Page:Revue des Deux Mondes - 1873 - tome 106.djvu/264

La bibliothèque libre.
Le texte de cette page a été corrigé et est conforme au fac-similé.

on croyait détourner l’attention des Prussiens ou prolonger leur incertitude en laissant s’accomplir tout au moins quelques-unes des diversions qui devaient être exécutées, et c’est ainsi que le 29 au matin, tandis que tout restait immobile sur la Marne, le général Vinoy se trouvait seul engagé dans le sud. De là une certaine apparence de décousu qu’on ne pouvait guère expliquer.

L’amiral La Roncière Le Noury avait pu être prévenu assez tôt à Saint-Denis. Les mouvemens du général de Beaufort, du général de Liniers dans l’ouest étaient des démonstrations plus que des entreprises sérieuses. L’affaire dont le général Vinoy restait chargé et pour laquelle il ne recevait aucun contre-ordre ne laissait pas d’avoir de l’importance. On devait s’engager résolument sur L’Hay et sur Choisy-le-Roi avec la division de Maud’huy et la division Pothuau. Avant le jour, ces forces s’élançaient en effet. La brigade Valentin de la division de Maud’huy, après un vif engagement, entrait à L’Hay, et à huit heures du matin elle s’y maintenait encore, non sans peine, non sans être assez fortement éprouvée. D’un autre côté, le contre-amiral Pothuau avait très vaillamment marché sur Choisy-le-Roi avec ses marins, auxquels il avait joint deux bataillons de gardes nationaux mobilisés, ceux du commandant de Crisenoy et du commandant Langlois, qui allaient pour la première fois sérieusement au feu et qui faisaient la meilleure contenance. Le contre-amiral Pothuau avait enlevé par un vigoureux coup de main le poste de la Gare-aux-Bœufs en avant de Choisy, et il se faisait fort de s’y défendre.

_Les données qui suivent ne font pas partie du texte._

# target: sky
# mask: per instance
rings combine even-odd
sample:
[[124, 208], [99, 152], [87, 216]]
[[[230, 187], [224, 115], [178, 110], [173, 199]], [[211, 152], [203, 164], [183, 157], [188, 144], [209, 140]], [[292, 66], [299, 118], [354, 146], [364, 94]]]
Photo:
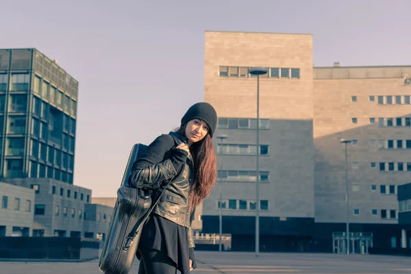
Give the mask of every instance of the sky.
[[204, 32], [311, 34], [315, 66], [411, 65], [409, 0], [0, 0], [0, 49], [79, 83], [74, 184], [115, 197], [130, 150], [204, 96]]

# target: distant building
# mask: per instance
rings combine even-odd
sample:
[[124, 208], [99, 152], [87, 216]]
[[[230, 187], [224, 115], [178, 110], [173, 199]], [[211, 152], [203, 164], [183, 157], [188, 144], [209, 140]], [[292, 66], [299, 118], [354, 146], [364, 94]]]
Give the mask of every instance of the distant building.
[[34, 190], [3, 182], [0, 190], [0, 237], [32, 236]]
[[[257, 79], [252, 67], [268, 73]], [[206, 32], [205, 100], [219, 114], [220, 188], [203, 203], [203, 232], [232, 236], [232, 250], [345, 253], [399, 246], [397, 186], [411, 172], [411, 66], [314, 67], [312, 36]], [[260, 127], [260, 147], [256, 129]], [[347, 212], [345, 158], [347, 145]], [[260, 173], [256, 155], [259, 153]], [[260, 181], [260, 201], [256, 182]]]
[[[17, 218], [12, 219], [9, 208], [0, 215], [5, 235], [98, 238], [106, 233], [108, 225], [85, 216], [110, 219], [112, 208], [108, 213], [107, 207], [90, 205], [91, 190], [73, 184], [77, 98], [78, 82], [55, 60], [35, 49], [0, 49], [0, 180], [11, 191], [3, 199], [9, 207], [20, 199], [21, 208], [29, 200], [32, 208], [25, 214], [13, 212]], [[16, 189], [22, 190], [19, 195]], [[12, 232], [13, 227], [23, 232]]]

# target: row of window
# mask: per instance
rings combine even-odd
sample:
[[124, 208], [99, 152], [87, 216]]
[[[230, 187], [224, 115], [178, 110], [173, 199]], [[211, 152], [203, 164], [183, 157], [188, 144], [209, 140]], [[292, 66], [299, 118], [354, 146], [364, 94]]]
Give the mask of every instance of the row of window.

C’est alors seulement, un peu après huit heures, que le général Vinoy recevait en plein combat l’avis de ce qui venait de se passer sur la Marne et l’invitation de régler « la suite de son opération sur cet incident. » Une heure après, on l’engageait encore à garder ses positions, s’il le pouvait. Par malheur, l’incident de la Marne avait produit son effet ; la brigade Valentin commençait à souffrir cruellement dans L’Hay, et avait de la peine à tenir en épuisant ses dernières réserves. Vers dix heures, le général Vinoy, un peu blessé de n’avoir pas été prévenu à temps, donnait l’ordre de quitter L’Hay et même la Gare-aux-Bœufs, qu’on n’abandonnait cependant que dans l’après-midi et sans en avoir été délogé. C’était une affaire engagée d’abord avec entrain, soutenue avec fermeté par les troupes, qui avaient perdu un millier d’hommes, et en définitive un peu sacrifiée. La vraie question n’était pas là : elle restait tout entière sur la Marne, où l’on passait cette ingrate journée du 29 à compléter l’occupation et l’armement d’Avron, à réparer le contre-temps de la veille et à se mettre en garde contre des déceptions nouvelles pour le lendemain.